Fifth century Coptic fragment of the Psalms

[Biblia Sahidica - VT - Psalmi]. [Fragment of a MS Coptic Psalter: Psalms 19:7-20:3 and 20:6-10].

[Upper Egypt (probably the White Monastery, Sohag), ca. 425 CE / first half of fifth century].

Sahidic Coptic manuscript on vellum. Single leaf, ca. 125 x 120 mm, written on recto and verso, per extensum. Ca. 17 (of 27) lines in a very fine large upright Coptic uncial, text partly indented "per cola et commata".

 18,000.00

A fragmentary leaf from a very early, unpublished Coptic Psalter, written in the Sahidic dialect of Upper Egypt about 150 years after it was first translated from Greek (see Budge, Nagel). The script here is a fine Coptic Uncial, derived from Greek Uncial, and showing its ultimate debt to older epigraphic letter forms in its monumental and rounded majuscules and absence of spacing between words.

The present fragment comprises the end of Psalm 19 and the beginning of Psalm 20 (20/21 in the Masoretic tradition): "We will glory in the name of the Lord our God ... O Lord, the king shall rejoice in thy strength; and in thy salvation he shall greatly exult. Thou hast granted him the desire of his soul, and hast not withheld from him the request of his lips ... Let thy hand be found by all thine enemies: ... the Lord shall trouble them in his anger, and fire shall devour them. Thou shalt destroy their fruit from the earth".

Most probably produced for use in the White Monastery (or the Monastery of St. Shenouda), Deir el-Abiad, near Sohag, Egypt, a Coptic Orthodox monastery near the Upper Egyptian city of Sohag. It was founded by St. Pigol in 442 CE, and grew substantially in importance after his nephew St. Shenouda the Archimandrite (d. 466 CE) took over in 385 CE. A prolific writer, he launched a literacy campaign within the monastery, producing a large library and establishing the house as perhaps the most important in the Coptic Church. When the first European visitors reached the monastery, the library was housed in a room to the north of the central apse called the 'Secret Chamber', which could be entered only through a hidden passage. The hoard of more than 9,000 early Coptic leaves was discovered by G. Maspero in 1883, and most of it is now in Paris, Bibliothèque Nationale, but parts are held in the Pierpont Morgan Library, Cambridge University Library and Biblioteca Apostolica Vaticana.

Provenance

1) Likely from the White Monastery (or the Monastery of St. Shenouda), Deir el-Abiad, near Sohag, Egypt.

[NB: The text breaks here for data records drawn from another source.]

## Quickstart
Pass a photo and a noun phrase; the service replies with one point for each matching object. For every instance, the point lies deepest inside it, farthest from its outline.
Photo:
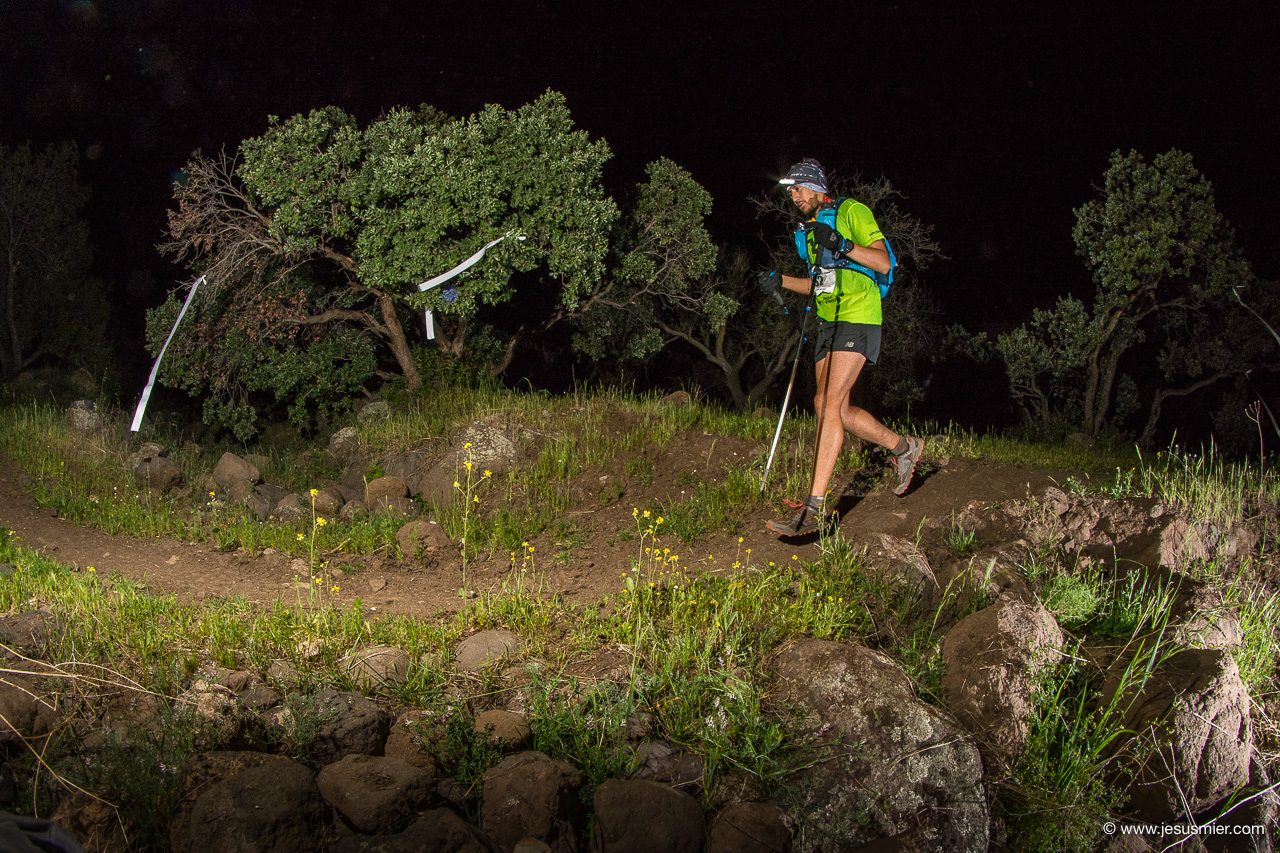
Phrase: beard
(809, 206)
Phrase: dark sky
(996, 121)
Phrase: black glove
(769, 282)
(830, 238)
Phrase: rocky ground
(890, 766)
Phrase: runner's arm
(873, 256)
(796, 283)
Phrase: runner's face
(805, 199)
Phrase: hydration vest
(830, 260)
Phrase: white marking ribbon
(155, 368)
(461, 268)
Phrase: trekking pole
(786, 400)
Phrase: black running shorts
(846, 337)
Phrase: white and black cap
(807, 173)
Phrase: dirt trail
(588, 568)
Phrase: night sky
(995, 121)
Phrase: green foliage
(1164, 263)
(314, 242)
(50, 309)
(913, 337)
(1046, 361)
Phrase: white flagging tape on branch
(155, 368)
(461, 268)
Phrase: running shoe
(805, 520)
(904, 465)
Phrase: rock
(885, 762)
(78, 816)
(159, 473)
(412, 465)
(343, 445)
(378, 666)
(529, 794)
(376, 794)
(666, 762)
(328, 502)
(27, 630)
(640, 816)
(904, 564)
(350, 724)
(144, 451)
(487, 447)
(1201, 617)
(247, 802)
(408, 739)
(397, 507)
(1252, 807)
(503, 726)
(485, 648)
(270, 492)
(291, 509)
(421, 536)
(435, 831)
(27, 715)
(374, 413)
(992, 661)
(750, 828)
(83, 415)
(232, 469)
(384, 487)
(1197, 710)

2) In the collection of Maurice Nahman (1868-1948), French collector-dealer, and Head Cashier at the Crédit Foncier d'Egypte in Cairo, who used this position to establish himself as the foremost antiquity dealer of Cairo in the 1920s and 1930s. A sale of part of his collection was held by Christie's, London, on 2 March 1937. After his death his son kept the business going until 1953, and then the remaining stock was offered at Hotel Drouot, Paris, on 26-27 February and 5 June 1953, with the remainder apparently passing to Erik von Scherling.

3) Schoyen Collection, London and Oslo, addendum to their MS 114.

Condition

Vellum wrinkled and shrunken. Fragmentary; some edges browned or lightly soiled; several small holes affecting the text.

References

Schøyen MS 114 (addendum). Cf. E. A. Wallis Budge, The Earliest Known Coptic Psalter, 1898, and P. Nagel, ‘Der sahidische Psalter’, Der Septuaginta-Psalter, ed. Aejmelaeus and Quast, 2000, pp. 82-96.